The rules are totally unenforced, but they say you have to start at the beginning of a new project, you have to write 50,000 words on that one project, and you can only count words written between 12:00am on November 1 and 11:59pm on November 30.

That’s it. You don’t have to finish the novel. You don’t have to edit it. (In fact, they strongly encourage you not to.) Quality isn’t at issue. It’s all about setting an aggressive pace.

I’d been trying for years to get my dad to write, and my sister had expressed an interest, and I was still on a high from finishing those two books in the summer, so I decided to do it. I got Dad and Heather to join, and we dove in.

I knew just how ridiculous 50,000 words in a month was (from my established pace of 36,000 in a year), but it couldn’t hurt to try, right? Even if we failed miserably, we’d have the beginnings of a novel to build on later.

To my surprise, it wasn’t ridiculous at all. That first year, we all three won (meaning we hit 50,000 words before the 30th). And I did better than that. I wrote all the way to the end of my novel…at 118,000 words.

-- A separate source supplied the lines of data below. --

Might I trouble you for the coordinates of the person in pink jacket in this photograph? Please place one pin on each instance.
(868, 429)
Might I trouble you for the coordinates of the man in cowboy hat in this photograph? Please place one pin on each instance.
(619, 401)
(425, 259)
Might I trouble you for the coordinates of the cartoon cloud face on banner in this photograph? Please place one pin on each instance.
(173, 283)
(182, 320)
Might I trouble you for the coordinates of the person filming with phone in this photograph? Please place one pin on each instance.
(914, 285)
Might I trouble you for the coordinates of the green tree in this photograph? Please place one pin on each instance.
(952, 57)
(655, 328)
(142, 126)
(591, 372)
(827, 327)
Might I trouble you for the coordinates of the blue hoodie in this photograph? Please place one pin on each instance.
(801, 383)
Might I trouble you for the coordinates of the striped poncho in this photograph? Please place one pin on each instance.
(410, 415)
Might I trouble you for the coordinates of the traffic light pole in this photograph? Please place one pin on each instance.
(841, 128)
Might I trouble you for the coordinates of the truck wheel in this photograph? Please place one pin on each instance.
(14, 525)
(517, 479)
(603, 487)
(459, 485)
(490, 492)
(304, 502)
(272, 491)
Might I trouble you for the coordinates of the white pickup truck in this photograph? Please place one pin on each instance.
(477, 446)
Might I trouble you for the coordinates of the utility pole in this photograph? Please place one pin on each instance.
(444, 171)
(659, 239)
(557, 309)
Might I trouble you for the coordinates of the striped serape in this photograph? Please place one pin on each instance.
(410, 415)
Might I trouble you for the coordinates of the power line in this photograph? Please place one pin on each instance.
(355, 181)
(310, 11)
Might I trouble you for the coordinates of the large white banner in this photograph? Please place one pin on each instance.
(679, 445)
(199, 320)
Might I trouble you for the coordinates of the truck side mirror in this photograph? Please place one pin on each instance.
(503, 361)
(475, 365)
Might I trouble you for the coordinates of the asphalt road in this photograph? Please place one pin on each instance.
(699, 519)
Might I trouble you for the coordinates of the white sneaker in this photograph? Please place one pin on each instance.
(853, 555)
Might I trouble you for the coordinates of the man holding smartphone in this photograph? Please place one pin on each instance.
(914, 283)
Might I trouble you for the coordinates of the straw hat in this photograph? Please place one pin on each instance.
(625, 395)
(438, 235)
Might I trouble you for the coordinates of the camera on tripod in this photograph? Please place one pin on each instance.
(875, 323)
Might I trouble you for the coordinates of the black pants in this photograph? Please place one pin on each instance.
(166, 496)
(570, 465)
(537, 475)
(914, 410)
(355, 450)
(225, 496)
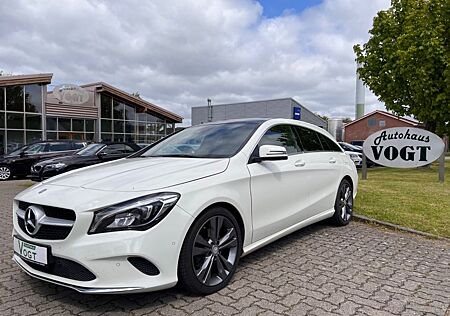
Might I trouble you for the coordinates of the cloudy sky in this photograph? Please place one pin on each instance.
(178, 53)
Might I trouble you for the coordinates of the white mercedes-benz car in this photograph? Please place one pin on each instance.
(184, 209)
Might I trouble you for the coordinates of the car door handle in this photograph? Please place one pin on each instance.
(299, 163)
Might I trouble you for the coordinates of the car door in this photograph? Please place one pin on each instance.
(324, 161)
(279, 189)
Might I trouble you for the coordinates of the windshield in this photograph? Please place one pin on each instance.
(205, 141)
(89, 150)
(350, 146)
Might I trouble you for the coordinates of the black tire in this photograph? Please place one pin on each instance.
(212, 265)
(5, 173)
(343, 206)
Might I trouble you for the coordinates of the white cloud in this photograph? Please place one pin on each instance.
(178, 53)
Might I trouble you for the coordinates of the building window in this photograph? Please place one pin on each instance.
(372, 122)
(2, 99)
(14, 120)
(33, 98)
(121, 121)
(106, 106)
(14, 99)
(67, 128)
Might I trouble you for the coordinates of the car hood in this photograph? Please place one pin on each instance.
(140, 174)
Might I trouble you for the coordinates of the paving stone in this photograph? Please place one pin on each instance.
(369, 271)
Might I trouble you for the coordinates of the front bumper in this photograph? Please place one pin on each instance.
(106, 255)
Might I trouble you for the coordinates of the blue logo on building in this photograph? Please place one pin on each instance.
(297, 115)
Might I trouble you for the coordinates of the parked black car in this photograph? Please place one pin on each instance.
(350, 147)
(18, 163)
(90, 155)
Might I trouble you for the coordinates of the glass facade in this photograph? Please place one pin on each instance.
(22, 121)
(20, 116)
(125, 122)
(70, 128)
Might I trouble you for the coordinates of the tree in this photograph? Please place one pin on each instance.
(405, 61)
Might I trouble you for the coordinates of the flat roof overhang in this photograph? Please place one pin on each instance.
(16, 80)
(104, 87)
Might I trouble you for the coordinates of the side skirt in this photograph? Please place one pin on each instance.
(267, 240)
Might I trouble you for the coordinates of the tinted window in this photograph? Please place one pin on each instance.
(78, 145)
(328, 144)
(116, 149)
(281, 135)
(35, 148)
(59, 146)
(309, 139)
(205, 141)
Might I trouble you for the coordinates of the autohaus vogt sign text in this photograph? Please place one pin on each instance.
(403, 147)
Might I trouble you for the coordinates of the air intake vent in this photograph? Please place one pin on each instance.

Yeah. That changed my perspective a little bit. It was actually a pretty good story, too.

I’ve never recreated that NaNoWriMo experience. November’s always a busy time, and my life has gotten hectic, and (the real heart of the issue) I didn’t really have anything left to prove after that. So I’ve limped through or I’ve muddled the rules or I’ve just skipped NaNoWriMo altogether in the years since.

But I still use “NaNoWriMo” as a yardstick for writing. To complete 50,000 words in November, you need to average 1,667 words a day. I usually prefer to schedule my writing around weekdays, and leave myself the weekends to either decompress or catch up, so that requires 2,333 words a day Monday-Friday.

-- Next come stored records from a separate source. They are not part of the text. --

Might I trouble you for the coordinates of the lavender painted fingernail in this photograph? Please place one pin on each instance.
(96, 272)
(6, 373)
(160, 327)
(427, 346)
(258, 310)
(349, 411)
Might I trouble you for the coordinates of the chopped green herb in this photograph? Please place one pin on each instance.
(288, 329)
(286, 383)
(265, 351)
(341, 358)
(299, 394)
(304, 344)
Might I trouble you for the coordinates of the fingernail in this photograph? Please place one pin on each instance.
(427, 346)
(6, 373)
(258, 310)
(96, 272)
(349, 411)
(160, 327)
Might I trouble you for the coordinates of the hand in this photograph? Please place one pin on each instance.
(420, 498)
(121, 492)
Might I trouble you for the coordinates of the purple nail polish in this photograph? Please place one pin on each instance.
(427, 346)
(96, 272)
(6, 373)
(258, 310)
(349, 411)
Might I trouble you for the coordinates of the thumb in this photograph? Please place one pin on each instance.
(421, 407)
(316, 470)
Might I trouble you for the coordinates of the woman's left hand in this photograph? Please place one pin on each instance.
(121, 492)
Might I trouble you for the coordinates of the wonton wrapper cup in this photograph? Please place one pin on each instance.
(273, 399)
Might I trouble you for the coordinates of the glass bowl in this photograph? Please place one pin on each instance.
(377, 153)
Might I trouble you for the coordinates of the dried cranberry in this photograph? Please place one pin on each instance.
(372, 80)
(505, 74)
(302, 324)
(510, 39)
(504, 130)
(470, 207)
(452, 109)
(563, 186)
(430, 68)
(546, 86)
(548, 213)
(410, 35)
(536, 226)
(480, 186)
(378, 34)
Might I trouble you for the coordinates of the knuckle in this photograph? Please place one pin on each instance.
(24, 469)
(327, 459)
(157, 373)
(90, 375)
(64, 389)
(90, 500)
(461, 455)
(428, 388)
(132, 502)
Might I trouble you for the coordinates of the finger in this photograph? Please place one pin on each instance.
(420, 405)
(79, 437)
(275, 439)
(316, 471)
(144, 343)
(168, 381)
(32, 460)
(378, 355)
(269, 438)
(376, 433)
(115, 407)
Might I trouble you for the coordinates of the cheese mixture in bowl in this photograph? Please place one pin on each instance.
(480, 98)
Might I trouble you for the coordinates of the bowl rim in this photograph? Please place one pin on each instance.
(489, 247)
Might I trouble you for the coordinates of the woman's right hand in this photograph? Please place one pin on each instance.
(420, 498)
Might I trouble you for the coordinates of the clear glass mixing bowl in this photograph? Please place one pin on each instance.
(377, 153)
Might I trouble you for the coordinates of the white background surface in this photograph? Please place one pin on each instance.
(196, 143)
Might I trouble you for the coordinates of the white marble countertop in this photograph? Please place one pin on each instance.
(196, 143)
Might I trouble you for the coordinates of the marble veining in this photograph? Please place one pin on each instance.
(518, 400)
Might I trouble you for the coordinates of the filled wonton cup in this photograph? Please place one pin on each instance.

(To put it in that context, my phenomenal first NaNoWriMo novel averaged 3,933 words a day.)

Last week I talked about my due dates and the crazy ambitious schedule I’ve been wrestling with this semester. In the two months since I quit my day job, I’ve written

  • 50,000 words on The Dragonprince’s Heir (The Dragonprince Trilogy, #3) for Master’s Project
  • 20,000 words on Faith (Ghost Targets, #5) for Writing the Novel
  • 15,000 words on Oberon’s Dreams for Tutorial in Writing

That’s 85,000 words in two months, or 1,393 words a day. Oh, but I’m not done. I probably mentioned this last week, but if I’m going to pass all my classes (and graduate), I have to turn in 40,000 words on Faith for Writing the Novel at the end of the semester.

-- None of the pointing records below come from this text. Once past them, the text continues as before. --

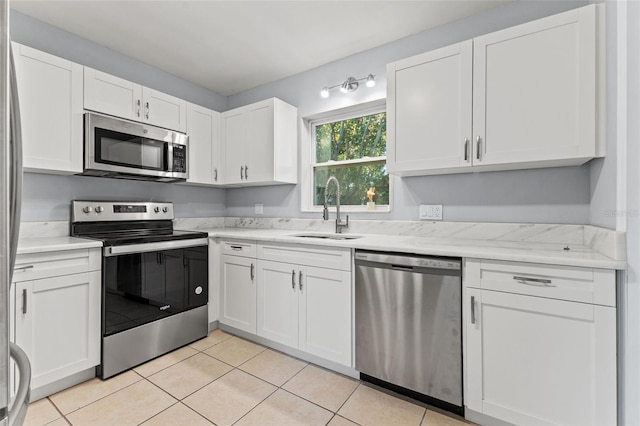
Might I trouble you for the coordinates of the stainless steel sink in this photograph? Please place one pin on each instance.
(329, 236)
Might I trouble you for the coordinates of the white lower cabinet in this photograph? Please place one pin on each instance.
(238, 285)
(296, 296)
(306, 305)
(56, 314)
(535, 354)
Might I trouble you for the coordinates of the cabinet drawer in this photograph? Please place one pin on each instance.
(239, 248)
(34, 266)
(331, 258)
(586, 285)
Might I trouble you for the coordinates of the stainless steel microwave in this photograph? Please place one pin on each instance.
(119, 148)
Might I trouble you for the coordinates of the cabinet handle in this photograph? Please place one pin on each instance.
(24, 301)
(22, 268)
(534, 281)
(466, 149)
(473, 310)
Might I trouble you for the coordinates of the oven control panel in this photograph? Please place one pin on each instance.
(102, 211)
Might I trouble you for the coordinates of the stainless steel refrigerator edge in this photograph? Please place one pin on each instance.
(409, 325)
(10, 200)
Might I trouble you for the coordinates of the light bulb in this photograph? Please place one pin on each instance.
(371, 80)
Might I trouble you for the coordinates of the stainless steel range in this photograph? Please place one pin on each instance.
(154, 280)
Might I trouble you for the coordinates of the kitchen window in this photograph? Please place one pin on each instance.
(350, 144)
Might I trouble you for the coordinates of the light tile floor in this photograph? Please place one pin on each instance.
(226, 380)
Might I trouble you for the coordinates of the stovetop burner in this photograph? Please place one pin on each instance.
(121, 223)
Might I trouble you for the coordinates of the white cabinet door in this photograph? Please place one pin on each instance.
(429, 110)
(278, 302)
(532, 360)
(164, 110)
(234, 136)
(57, 323)
(325, 313)
(204, 150)
(534, 90)
(116, 96)
(112, 95)
(259, 143)
(239, 293)
(50, 95)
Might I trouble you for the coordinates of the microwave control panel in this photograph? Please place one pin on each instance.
(179, 158)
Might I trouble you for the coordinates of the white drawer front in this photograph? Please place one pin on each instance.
(51, 264)
(239, 248)
(331, 258)
(570, 283)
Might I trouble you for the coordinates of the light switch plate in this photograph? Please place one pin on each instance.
(430, 212)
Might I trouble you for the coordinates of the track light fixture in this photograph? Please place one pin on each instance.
(351, 84)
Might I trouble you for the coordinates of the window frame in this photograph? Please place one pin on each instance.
(308, 159)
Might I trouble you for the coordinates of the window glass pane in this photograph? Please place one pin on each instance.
(354, 181)
(352, 139)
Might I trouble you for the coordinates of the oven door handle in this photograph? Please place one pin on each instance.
(147, 247)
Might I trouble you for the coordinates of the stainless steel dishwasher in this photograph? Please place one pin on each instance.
(409, 325)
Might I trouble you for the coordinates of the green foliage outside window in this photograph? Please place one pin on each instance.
(359, 146)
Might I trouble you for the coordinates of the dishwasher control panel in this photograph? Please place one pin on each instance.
(408, 260)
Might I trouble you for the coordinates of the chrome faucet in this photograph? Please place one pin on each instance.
(325, 213)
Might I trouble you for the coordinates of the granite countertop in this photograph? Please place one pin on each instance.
(577, 255)
(46, 244)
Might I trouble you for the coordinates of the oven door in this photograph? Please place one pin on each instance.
(114, 146)
(140, 286)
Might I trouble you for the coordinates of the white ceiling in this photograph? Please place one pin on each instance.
(234, 45)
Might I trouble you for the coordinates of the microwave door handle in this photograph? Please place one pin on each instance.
(169, 156)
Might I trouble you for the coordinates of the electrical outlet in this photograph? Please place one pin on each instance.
(430, 212)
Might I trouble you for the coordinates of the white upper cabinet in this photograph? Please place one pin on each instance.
(259, 143)
(121, 98)
(203, 128)
(50, 96)
(535, 91)
(524, 97)
(429, 110)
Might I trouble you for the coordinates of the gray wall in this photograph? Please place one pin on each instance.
(558, 195)
(47, 197)
(42, 36)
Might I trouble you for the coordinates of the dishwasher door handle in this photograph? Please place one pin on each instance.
(473, 310)
(402, 268)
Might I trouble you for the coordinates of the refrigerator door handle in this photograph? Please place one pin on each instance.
(15, 195)
(18, 409)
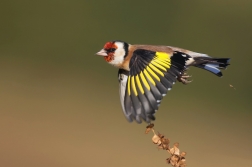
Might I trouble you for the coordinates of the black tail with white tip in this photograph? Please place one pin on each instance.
(214, 65)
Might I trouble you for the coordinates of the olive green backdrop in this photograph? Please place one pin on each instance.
(59, 103)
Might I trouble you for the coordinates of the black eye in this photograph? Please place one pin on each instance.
(111, 50)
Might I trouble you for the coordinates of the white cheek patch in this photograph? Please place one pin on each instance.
(118, 55)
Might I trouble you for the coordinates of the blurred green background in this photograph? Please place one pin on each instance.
(59, 103)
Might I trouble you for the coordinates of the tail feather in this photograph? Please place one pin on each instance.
(212, 65)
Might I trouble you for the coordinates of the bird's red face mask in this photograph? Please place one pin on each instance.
(108, 51)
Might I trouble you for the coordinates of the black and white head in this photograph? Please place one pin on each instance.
(114, 52)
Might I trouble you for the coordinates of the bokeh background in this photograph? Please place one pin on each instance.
(59, 103)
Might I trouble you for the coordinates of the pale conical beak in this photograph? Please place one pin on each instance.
(102, 53)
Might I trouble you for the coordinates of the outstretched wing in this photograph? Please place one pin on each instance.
(151, 75)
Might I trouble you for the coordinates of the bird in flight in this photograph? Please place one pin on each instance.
(147, 72)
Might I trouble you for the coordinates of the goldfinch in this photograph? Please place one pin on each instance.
(147, 72)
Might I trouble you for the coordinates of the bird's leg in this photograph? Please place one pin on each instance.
(184, 77)
(149, 127)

Another way of saying that is that I have to write 20,000 words between now and 10:00am on Wednesday, May 2.

And since I’m heading to Little Rock in a couple hours to visit Dad and Heather over the weekend, another way of saying that is that I have to write 20,000 words in three days. So…remember that first NaNoWriMo novel that I wrote unbelievably quickly? I have to double the rate of that one if I’m going to pass this class.